Here's a paywalled editorial recommending #OpenAccess, #OpenData, and #OpenScience. The authors/editors could easily have made it OA, but they put it behind a paywall instead.

"Open science should be a pleonasm"
https://associationofanaesthetists-publications.onlinelibrary.wiley.com/doi/10.1111/anae.15962

Update. Here's another paywalled editorial on #openaccess that the authors/editors could have easily made OA.
https://onlinelibrary.wiley.com/doi/full/10.1111/ijd.16576

But this one is critical, not supportive. Honest Q: Is that a reason to put it behind a paywall? Wouldn't they like their objections to have more impact?

The objections restate the classic misunderstandings that all or most OA journals charge #APCs and all or most APCs are paid by authors.

Because it's an editorial, it did not have to survive peer review.

Update. Here's a #paywalled opinion recommending #opendata.
https://www.acpjournals.org/doi/10.7326/M22-2973

But it's not an editorial. Hence the authors couldn't decide on their own to make it OA — in this journal. But they could have made it OA elsewhere.

"Data sharing, although a laudable idea, is not rising to its potential…The NIH should consider [our hidden recommendations]."

Update. Here's another #paywalled editorial critical of #openaccess.
https://onlinelibrary.wiley.com/doi/10.1111/ijd.16576

The authors/editors could easily have made it OA, but put it behind a paywall and reduced the impact of their objections. Like others in this genre, it rests on the classic misunderstandings that all or most OA journals charge #APCs and all or most APCs are paid by authors.

Update. Here's another paywalled editorial recommending #OpenAccess. The author/editor could easily have made it OA, but chose to put it behind a paywall instead.
https://www.clinicalmicrobiologyandinfection.com/article/S1198-743X(23)00240-9/fulltext

Update. Here's another piece recommending #OpenAccess that the authors decided to publish behind a paywall.
https://obgyn.onlinelibrary.wiley.com/doi/10.1002/ijgo.14976

Here's the only part not paywalled: "Open access publishing remains a challenge in #Africa due to poverty and poor research funding. There is a need for global action."

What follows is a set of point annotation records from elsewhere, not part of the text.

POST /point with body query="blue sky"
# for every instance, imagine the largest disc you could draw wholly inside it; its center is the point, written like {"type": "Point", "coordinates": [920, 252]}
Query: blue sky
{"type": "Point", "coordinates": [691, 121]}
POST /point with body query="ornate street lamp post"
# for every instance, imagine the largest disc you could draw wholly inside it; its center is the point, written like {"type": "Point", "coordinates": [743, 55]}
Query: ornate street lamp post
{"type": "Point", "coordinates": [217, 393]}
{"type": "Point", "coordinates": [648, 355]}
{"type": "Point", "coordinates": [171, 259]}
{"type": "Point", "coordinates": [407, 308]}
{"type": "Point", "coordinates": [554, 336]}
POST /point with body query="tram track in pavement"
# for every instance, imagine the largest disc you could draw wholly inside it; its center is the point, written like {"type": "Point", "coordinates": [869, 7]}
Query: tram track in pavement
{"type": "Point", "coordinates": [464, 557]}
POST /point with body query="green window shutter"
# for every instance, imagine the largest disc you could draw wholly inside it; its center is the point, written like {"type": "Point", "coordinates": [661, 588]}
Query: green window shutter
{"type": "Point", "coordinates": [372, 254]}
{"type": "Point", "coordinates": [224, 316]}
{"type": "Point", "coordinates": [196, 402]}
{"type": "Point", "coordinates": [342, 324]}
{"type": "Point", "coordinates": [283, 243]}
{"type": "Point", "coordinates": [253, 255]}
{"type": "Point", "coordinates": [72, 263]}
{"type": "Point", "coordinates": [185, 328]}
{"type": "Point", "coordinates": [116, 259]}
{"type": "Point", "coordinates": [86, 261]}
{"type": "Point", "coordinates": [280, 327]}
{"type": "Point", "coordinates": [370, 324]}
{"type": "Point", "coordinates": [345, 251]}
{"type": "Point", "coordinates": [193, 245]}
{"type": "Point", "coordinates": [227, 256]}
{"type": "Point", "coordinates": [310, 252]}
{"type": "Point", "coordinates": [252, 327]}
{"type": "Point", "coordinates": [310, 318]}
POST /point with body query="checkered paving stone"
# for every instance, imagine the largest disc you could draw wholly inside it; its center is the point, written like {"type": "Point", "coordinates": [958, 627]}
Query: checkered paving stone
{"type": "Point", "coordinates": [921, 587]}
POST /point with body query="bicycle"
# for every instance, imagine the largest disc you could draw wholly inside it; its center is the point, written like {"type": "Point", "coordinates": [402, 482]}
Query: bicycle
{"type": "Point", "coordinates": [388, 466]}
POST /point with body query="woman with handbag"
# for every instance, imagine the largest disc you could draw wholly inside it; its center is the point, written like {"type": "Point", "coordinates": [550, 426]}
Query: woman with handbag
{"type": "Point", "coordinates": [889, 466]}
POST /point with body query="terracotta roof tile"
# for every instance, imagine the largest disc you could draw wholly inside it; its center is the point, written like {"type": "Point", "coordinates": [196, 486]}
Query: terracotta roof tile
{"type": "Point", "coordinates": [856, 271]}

Update. Here's another paywalled editorial recommending #OpenData. The author/editor could easily have made it #OpenAccess, but chose to put it behind a paywall instead.
https://www.bmj.com/content/382/bmj.p1434
Making data sharing the norm in medical research

The benefits to patients, science, and society are undeniable Reuse of medical research data—which is conditional on access to individual participant data—is expected to maximise the value of medical research. It enables alternative hypothesis testing, validation of claims, exploration of controversies, restoration of unpublished trials, avoidance of duplicated efforts, and production of new knowledge from existing datasets. Given these benefits, politicians,123 funders,4 and publishers5 now support and implement data sharing policies. However, converging evidence indicates that current policies are unlikely to reach their goal of achieving data sharing. In a linked paper at The BMJ , Hamilton and colleagues (doi:10.1136/bmj-2023-075767) synthesised 105 meta-research studies examining 2 121 580 articles across 31 medical specialties and found that, despite some heterogeneity, data sharing rates are consistently low across medical research.6 Intention-to-share data have increased with time but are not associated with any increase in actual data sharing. Responsible sharing of such sensitive data is, however, a complex endeavour. Preparing, storing, processing, administering data, and complying with legal and regulatory data protection requirements …

The BMJ

Update. The authors of this article recommend wider adoption of open practices in the field of special education. But they chose to publish behind a paywall.
https://journals.sagepub.com/doi/10.1177/00144029221145195

EDIT. I just found an OA preprint at EdArxiv.
https://edarxiv.org/d8unh

Update. Here's another #paywalled #editorial on #OpenAccess. Like many other paywalled editorials, there isn't even OA abstract.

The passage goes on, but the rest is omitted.